Narrow leg or Chupines:
These pants, unlike those that widen, start with a fair fit and are refined as they go down the leg, until they reach their final point, on the footwear, very narrow, allowing the shoes to show off. Lightbulb pants were called them in the 80’s. Today they are seen, both in dress and in Jeans, and it is a proposal for all ages. This type paired with a dress shirt or V-neck pullover is a good outfit formula for any semi-formal gathering.
Vintage pants types models according to your legs and your torso:
For those with short legs or a very long torso, the best option is high-waisted pants. This cut lengthens and slims the legs. The button does not have to be above the navel, but it does have to cover the hip bones when closed. Avoid jeans with cuffs.
If your legs are much thicker in the upper area than in the lower area, it is recommended to avoid chupines and more adherent styles. The best allies are straight cut pants as well as semi oxfords.
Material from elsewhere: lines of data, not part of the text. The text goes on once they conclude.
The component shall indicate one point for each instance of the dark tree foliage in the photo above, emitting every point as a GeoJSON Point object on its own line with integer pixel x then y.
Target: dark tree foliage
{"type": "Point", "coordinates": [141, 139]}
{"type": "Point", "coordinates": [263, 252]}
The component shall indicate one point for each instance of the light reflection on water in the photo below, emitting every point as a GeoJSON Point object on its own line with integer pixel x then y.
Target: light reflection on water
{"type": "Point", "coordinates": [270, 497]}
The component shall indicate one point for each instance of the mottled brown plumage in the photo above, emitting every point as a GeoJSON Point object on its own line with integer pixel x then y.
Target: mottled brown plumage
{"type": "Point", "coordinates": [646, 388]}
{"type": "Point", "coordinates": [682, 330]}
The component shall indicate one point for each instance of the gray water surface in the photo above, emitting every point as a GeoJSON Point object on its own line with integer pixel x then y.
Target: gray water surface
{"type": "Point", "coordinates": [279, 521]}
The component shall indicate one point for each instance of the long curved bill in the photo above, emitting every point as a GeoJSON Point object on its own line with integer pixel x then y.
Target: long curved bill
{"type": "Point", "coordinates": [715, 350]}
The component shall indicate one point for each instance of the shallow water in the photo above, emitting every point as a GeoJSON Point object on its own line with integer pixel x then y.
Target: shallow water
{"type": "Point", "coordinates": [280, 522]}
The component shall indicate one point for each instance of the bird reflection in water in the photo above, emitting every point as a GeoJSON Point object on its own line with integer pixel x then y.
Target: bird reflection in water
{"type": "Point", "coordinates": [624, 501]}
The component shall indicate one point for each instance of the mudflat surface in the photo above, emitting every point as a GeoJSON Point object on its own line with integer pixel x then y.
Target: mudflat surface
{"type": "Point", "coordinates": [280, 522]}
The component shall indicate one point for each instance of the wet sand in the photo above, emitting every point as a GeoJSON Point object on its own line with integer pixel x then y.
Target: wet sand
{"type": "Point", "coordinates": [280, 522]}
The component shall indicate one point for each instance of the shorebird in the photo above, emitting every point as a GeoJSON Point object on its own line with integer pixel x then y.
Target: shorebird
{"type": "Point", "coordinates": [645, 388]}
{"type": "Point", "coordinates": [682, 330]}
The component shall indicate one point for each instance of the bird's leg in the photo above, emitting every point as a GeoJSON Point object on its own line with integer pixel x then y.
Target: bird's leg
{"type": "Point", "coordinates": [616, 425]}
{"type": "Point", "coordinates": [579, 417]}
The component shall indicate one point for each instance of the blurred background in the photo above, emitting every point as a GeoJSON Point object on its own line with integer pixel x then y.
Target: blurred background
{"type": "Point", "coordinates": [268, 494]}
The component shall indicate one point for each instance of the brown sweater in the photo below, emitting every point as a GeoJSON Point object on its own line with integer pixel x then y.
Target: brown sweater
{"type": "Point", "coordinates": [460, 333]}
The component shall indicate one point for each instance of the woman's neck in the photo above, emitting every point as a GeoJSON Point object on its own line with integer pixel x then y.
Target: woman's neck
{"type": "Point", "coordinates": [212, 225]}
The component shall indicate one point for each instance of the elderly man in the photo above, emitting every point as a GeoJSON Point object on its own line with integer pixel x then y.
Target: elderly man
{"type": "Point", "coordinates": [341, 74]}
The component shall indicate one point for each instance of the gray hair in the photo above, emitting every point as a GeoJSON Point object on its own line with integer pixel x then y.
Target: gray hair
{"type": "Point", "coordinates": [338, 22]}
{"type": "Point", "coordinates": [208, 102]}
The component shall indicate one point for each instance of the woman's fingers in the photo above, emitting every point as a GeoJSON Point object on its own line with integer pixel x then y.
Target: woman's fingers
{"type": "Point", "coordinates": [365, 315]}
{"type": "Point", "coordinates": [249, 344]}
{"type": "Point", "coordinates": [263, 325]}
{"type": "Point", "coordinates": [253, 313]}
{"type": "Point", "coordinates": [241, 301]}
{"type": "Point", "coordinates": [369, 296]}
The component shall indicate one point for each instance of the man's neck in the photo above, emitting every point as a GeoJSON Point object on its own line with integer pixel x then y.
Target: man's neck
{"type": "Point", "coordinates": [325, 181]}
For those with very long legs, jeans with cuffs help not to lengthen the legs any more. Shorter versions like capris are also a good option. If you are not very tall, you can also bet on pants with vertical designs or motifs because they visually lengthen your silhouette.
The new concept consists of the following: whether in an ultra-skinny or wide leg version, jeans or dress pants climb centimeters up our waist. It includes the so-called ‘medium shot’, which ultimately fit well at the waist or higher. Keep in mind that these garments look good on women who don’t have too marked a waist, since they stick to the body.
If they are combined with high-heeled shoes, they will look even better, since they help to stylize the figure. If you combine them with t-shirts or shirts inside and with heels you will be right. We hope you find this entry on loose straight wide leg pants with top.